Top positive review
60 people found this helpful
on 4 February 2006
‘PO’ is Bukowski on top (or should that be bottom?) form. It is a semi-autobiographical account of his time working (or avoiding working) for the US Postal Service, and chronicles his life both at work and at home. Henry Chinaski (Bukowski’s alter ego in many of his books) is the arch-misanthrope, an aggressive alcoholic with no desire to achieve anything other than staying alive and staying drunk. There is no romanticism in his lifestyle: it is unrelentingly visceral and grim. Women are for sex not love, work is about getting paid for doing as little as possible and life is about drinking. Even in his writing he makes no attempt to engage with his readers, who are treated with as much contempt as the rest of the world.
It is difficult to define the attraction of Bukowski, He was clearly not a nice man, and his hero, Chinaski, is not someone you would want to meet.
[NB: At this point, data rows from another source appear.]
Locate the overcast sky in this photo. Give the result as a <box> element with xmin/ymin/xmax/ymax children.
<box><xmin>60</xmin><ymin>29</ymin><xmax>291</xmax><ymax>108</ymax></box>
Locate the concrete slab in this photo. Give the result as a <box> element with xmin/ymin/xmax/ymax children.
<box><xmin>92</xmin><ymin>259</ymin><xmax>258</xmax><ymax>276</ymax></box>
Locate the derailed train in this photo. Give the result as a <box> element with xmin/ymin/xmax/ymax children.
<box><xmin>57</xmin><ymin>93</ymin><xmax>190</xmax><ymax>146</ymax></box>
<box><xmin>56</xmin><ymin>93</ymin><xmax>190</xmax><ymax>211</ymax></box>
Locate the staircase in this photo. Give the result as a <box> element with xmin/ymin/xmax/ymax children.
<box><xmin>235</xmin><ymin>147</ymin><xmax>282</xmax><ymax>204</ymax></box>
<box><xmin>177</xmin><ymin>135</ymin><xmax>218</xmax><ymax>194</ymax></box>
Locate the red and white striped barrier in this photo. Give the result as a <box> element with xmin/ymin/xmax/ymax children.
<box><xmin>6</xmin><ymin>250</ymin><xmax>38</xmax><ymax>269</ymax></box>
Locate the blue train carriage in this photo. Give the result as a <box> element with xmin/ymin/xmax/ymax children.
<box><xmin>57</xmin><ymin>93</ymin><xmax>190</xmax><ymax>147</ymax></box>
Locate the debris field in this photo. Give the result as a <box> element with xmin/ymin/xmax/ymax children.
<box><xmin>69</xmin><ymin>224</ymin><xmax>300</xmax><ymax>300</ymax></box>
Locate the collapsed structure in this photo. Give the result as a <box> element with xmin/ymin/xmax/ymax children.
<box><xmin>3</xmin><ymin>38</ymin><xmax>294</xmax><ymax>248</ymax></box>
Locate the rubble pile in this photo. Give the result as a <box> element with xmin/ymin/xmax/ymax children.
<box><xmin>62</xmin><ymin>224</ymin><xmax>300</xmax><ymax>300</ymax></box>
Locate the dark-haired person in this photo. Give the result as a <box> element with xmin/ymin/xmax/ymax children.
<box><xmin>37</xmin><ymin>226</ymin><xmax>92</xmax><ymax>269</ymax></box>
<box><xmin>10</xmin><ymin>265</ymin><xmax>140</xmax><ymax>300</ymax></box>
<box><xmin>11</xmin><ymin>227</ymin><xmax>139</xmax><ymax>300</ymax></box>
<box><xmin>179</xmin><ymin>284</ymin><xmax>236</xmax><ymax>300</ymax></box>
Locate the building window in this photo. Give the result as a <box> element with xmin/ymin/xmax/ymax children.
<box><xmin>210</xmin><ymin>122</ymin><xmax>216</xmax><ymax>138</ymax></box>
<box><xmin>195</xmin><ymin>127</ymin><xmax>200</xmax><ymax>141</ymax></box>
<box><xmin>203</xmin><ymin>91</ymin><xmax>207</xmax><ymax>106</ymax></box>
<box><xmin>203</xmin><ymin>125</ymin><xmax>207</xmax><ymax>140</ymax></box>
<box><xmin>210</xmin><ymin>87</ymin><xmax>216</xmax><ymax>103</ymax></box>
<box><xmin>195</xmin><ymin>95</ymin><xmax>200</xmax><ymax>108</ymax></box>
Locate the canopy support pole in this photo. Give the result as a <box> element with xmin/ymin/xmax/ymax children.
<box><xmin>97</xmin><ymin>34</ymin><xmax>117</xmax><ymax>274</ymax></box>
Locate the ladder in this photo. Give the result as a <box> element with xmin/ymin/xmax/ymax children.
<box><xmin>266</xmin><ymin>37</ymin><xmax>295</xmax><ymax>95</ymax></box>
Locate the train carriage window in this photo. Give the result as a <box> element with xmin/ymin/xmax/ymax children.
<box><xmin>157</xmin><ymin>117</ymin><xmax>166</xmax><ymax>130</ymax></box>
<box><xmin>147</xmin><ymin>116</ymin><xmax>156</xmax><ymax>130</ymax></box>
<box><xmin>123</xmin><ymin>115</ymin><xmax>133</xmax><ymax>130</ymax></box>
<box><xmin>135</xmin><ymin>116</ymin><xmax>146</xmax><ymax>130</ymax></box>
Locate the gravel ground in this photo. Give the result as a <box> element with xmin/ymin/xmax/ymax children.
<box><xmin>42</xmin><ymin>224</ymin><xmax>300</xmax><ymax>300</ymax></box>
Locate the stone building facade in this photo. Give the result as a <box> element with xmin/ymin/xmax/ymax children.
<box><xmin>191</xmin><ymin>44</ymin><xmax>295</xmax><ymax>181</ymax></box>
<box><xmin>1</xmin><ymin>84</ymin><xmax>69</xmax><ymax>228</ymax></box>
Many aspects of him are downright repugnant, such as when he rapes a mentally ill woman, but there is something fascinating about a life that has given up on any sense of purpose, any desire for better things. Bukowski is the poet laureate for the people who don’t give a damn and, for the rest of us who still care about some things, some of the time, seeing the idea of apathy taken to its extreme is disturbing but mesmerising at the same time. I have read a lot of Bukowski, but ‘PO’ is perhaps the one that sums him up the best. It is full of the ugly side of life, so won’t be to everyone’s taste, but if you are interested by Bukowski, this has to be the one to start with.